At the same time, ISIS remains, if not invulnerable to air strikes, then certainly prepared for them. It “operates as a guerrilla army,” Cockburn says, “without easily visible movements of personnel or equipment that can be targeted. Its leadership is well practiced at keeping out of sight.”

But it’s Griffin’s book that actually tells in detail the story of where ISIS came from and how it transformed over time. The author is a political analyst and commentator for BBC World and Al Jazeera. He draws almost entirely on English-language publications, in contrast to Cockburn, who quotes an array of friends, interview subjects and bits of popular culture from around the Middle East. But Griffin integrates his sources to good effect. He traces the growth of ISIS out of what had been Abu Musab al-Zarqawi’s organization Al Qaeda in Iraq -- a group that had managed to alienate both Osama bin Laden and Iraqi insurgents fighting the U.S. occupation. The death of Zarqawi in 2006 seems to have created less of a power vacuum than an opening for more capable strategists to assert themselves.
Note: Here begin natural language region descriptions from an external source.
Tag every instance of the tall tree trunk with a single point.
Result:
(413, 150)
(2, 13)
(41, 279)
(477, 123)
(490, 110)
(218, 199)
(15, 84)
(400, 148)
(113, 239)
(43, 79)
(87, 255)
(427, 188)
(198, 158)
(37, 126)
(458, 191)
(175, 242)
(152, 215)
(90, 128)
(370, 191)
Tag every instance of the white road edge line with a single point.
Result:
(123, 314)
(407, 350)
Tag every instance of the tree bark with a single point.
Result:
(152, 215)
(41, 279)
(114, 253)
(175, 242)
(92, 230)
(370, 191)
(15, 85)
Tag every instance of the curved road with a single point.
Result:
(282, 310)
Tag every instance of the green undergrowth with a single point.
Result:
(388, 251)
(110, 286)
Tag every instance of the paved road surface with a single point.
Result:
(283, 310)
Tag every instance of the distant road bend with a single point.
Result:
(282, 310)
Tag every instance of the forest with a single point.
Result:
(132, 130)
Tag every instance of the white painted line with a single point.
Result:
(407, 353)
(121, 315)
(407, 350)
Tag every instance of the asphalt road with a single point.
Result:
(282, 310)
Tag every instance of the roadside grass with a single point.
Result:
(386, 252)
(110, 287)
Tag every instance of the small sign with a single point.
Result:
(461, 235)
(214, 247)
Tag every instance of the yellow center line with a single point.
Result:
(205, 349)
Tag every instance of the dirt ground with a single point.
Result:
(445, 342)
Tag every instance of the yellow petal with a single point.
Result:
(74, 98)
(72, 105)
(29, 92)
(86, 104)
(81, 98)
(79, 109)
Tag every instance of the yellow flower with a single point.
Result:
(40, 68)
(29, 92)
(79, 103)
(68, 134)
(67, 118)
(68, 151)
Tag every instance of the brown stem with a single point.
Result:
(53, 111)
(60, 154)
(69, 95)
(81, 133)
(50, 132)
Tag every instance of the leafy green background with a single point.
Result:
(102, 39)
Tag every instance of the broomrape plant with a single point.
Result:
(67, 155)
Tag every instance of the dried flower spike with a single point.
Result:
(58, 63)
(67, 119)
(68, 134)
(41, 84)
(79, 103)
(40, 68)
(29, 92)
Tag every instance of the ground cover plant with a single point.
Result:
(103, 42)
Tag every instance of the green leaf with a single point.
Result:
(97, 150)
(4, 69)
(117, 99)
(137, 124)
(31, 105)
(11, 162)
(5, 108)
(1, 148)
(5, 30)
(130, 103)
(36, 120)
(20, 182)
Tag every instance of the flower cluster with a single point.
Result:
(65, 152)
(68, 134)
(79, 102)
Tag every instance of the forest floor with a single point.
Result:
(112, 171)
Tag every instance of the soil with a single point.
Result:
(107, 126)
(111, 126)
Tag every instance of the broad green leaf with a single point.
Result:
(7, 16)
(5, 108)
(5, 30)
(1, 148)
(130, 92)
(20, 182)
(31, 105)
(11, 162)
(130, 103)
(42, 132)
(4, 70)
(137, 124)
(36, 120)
They learned to adapt to and exploit specific local and tribal concerns while building up both an effective economic infrastructure and formidable propaganda skills, taking advantage of the new-media skills of European-born jihadis who joined them. The ISIS cadre were also exceptionally lucky -- astonishingly, uncannily so -- about getting hold of new weaponry and tools. The psychological impact of the fall of Mosul in June 2014 was magnified by the sight of ISIS fighters “speeding towards outflanked enemies in hundreds of looted Humvees, bristling with assault rifles and rocket launchers.”

Plus the jihadis had “a fleet of white Toyota Tacoma pickups, double cabbed with mounted machine guns.” The vehicles, custom-made for U.S. Special Forces, were only available from a Toyota assembly plant in Texas. “How they managed to reach the frontiers of the caliphate,” Griffin says, “is anyone’s guess.”

Reading these books quickly was difficult, and the marginal notes and highlights I made along the way are evidence of how much more time it would take to grapple with them -- especially with regard to the authors’ differing understandings of the Arab Spring, and of the Syrian uprising in particular.

What they concur on, and no surprise, is the emerging status quo, with the Islamic State obliging the United States and Iran to act as allies for the foreseeable future, despite the saber-rattling impulses toward one another. The situation was paradoxical and hard to imagine as stable even before the terrorist attacks of last week. Is there even a word for how things stand now?